La brillante école de Venise, les élèves et successeurs du grand Adrien Willaert, ne pouvaient rester muets en face des succès florentins. Un auteur, déjà connu par un grand nombre de compositions madrigalesques, Claudio Monteverde (vers 1570 † 1649), hardi novateur, résolut d'imiter les essais de Peri, de Caccini et d'Emilio del Cavaliere, avec toutes les ressources que lui offrait sa science.
En 1607, il faisait représenter à Mantoue Orfeo et Euridice. Fidèles à leur idéal et voulant retrouver la tragédie grecque, les Florentins avaient, pour ainsi dire, mis la musique au second plan, laissant la première place à l'élément littéraire. Monteverde, au contraire, qui, un des premiers, avait employé librement dans ses madrigaux les accords nouveaux dont nous avons parlé au début de ce chapitre, et qui rêvait toute une révolution dans la langue musicale, avait hâte de mettre hardiment à profit ses découvertes et d'appliquer ses principes à la musique récitative. Ce qui distingue l'Orfeo des tentatives d'opéras qui l'ont précédé, c'est l'expression soutenue par une harmonie originale et hardie. On a beaucoup parlé de l'orchestre de ce maître, qui est encore considéré comme le créateur de l'instrumentation moderne. L'orchestre de l'Orfeo est curieux, il est vrai; mais il diffère peu de tous ceux que nous avons cités pendant le moyen âge et au XVIe siècle. Il est à peu près le même que celui de Peri, de Caccini et de l'école florentine. Qu'on en juge.
- Deux clavecins;
- Deux contrebasses de violes;
- Une harpe double;
- Deux orgues de bois;
- Trois violes de jambe graves;
- Une régale;
- Deux petits violons à la française;
- Une petite flûte;
- Deux cornets;
- Quatre trombones;
- Une trompette aiguë;
- Trois trompettes avec sourdines.
Cet assemblage singulier de sonorités murmurantes, à côté des voix les plus criardes du registre instrumental, manque de la pondération qui constitue l'orchestre proprement dit. Le compositeur pouvait, en revanche, tirer de cette multiplicité de timbres les effets les plus variés, et il en profita. Chaque divinité, chaque personnage avait son groupe d'instruments qui accompagnait partout ses pas: Orphée la harpe, Pluton les trombones, etc.; mais rien, dans cet orchestre, ne constituait ce que nous appelons aujourd'hui une instrumentation, même embryonnaire.

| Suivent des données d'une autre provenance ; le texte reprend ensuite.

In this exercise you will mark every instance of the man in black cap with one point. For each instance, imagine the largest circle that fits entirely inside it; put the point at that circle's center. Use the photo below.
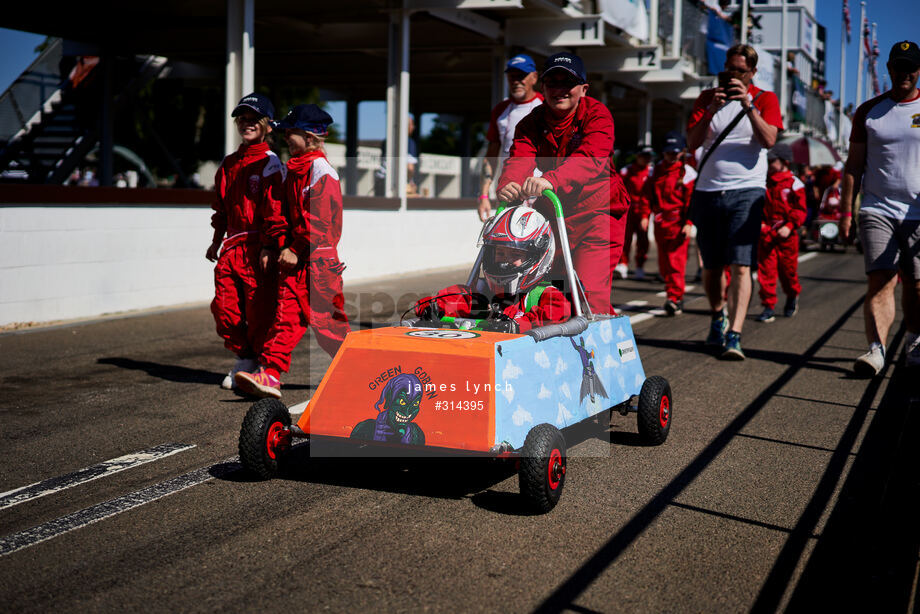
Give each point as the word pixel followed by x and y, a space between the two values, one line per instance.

Après Orfeo, à l'occasion du mariage de François de Gonzague avec Marguerite de Savoie, on entendit, à Mantoue, un autre opéra de Rinuccini et de Monteverde, Ariane, et, pour les mêmes fêtes, la pastorale de Dafné était remise une fois encore en musique par Mario Gagliano et chantée par Catherine Martinelli.

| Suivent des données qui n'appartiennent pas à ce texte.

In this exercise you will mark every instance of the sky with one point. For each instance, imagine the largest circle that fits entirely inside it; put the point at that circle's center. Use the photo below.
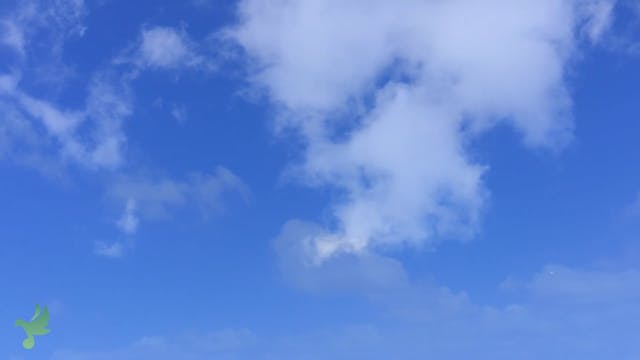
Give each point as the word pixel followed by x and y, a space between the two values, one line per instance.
pixel 320 179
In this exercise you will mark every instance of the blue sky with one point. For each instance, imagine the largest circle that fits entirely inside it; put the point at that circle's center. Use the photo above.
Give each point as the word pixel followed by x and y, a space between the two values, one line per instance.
pixel 318 179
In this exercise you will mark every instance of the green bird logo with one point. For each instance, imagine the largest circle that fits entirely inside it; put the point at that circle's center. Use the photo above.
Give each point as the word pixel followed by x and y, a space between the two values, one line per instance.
pixel 37 326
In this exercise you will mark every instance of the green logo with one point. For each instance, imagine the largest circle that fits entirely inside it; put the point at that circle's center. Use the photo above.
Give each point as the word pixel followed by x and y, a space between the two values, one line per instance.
pixel 37 326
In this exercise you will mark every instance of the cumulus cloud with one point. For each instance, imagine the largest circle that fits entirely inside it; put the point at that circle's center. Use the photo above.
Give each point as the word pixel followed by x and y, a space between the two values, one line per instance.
pixel 145 197
pixel 113 250
pixel 165 48
pixel 388 96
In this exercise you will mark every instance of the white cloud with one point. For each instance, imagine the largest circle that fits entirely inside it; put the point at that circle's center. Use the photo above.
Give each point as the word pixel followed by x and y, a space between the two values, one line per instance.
pixel 165 48
pixel 388 95
pixel 91 137
pixel 157 198
pixel 113 250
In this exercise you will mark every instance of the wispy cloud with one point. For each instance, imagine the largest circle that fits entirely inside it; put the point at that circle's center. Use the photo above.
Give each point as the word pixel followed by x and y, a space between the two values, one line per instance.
pixel 153 198
pixel 389 95
pixel 91 136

L'élan était donné; de tous côtés, à Naples, à Florence, à Mantoue, à Milan, à Venise, l'opéra nouveau avait un immense succès.
Une des œuvres les plus intéressantes de cette période est le San Alessio, de Stefano Landi, sorte d'opéra oratorio qui fut joué en 1634 à Rome, à l'occasion du voyage de Charles de Pologne en Italie; le cardinal Barberini en avait écrit les paroles.
C'étaient les grandes fêtes de cour (fig. 67) qui permettaient aux musiciens de montrer leurs talents, mais un nouvel événement donna un essor sans pareil à la musique. Venise, qui était reine, avait voulu avoir ses fêtes, ainsi que faisaient les autres rois; la foule vint prendre part à ces grandes solennités artistiques dans des théâtres publics, et de ce jour l'opéra entra dans une voie nouvelle. La première salle ouverte au public pour la musique fut le théâtre San-Cassiano (1637), qui inaugura ses premiers essais avec l'Andromède de Manelli. Puis le nom de Monteverde illustra les deux théâtres qui s'ouvrirent ensuite, San-Giovanni et San-Paolo, en 1639, avec l'Adone; San-Maro, en 1640, fut inauguré avec l'Ariane et l'Orfeo du maître mantouan. A partir de ce moment, Venise garda le privilège des représentations lyriques, relevées par un grand luxe de décors et de mise en scène; mais peu à peu les dépenses de ce genre effrayèrent les entrepreneurs de spectacles, et on peut dire que si les théâtres publics donnèrent un grand élan à la production musicale, ils ne contribuèrent pas peu à établir le règne néfaste des chanteurs-virtuoses qui, pour faire de l'argent, se passaient volontiers de décors, de mise en scène et même de musique.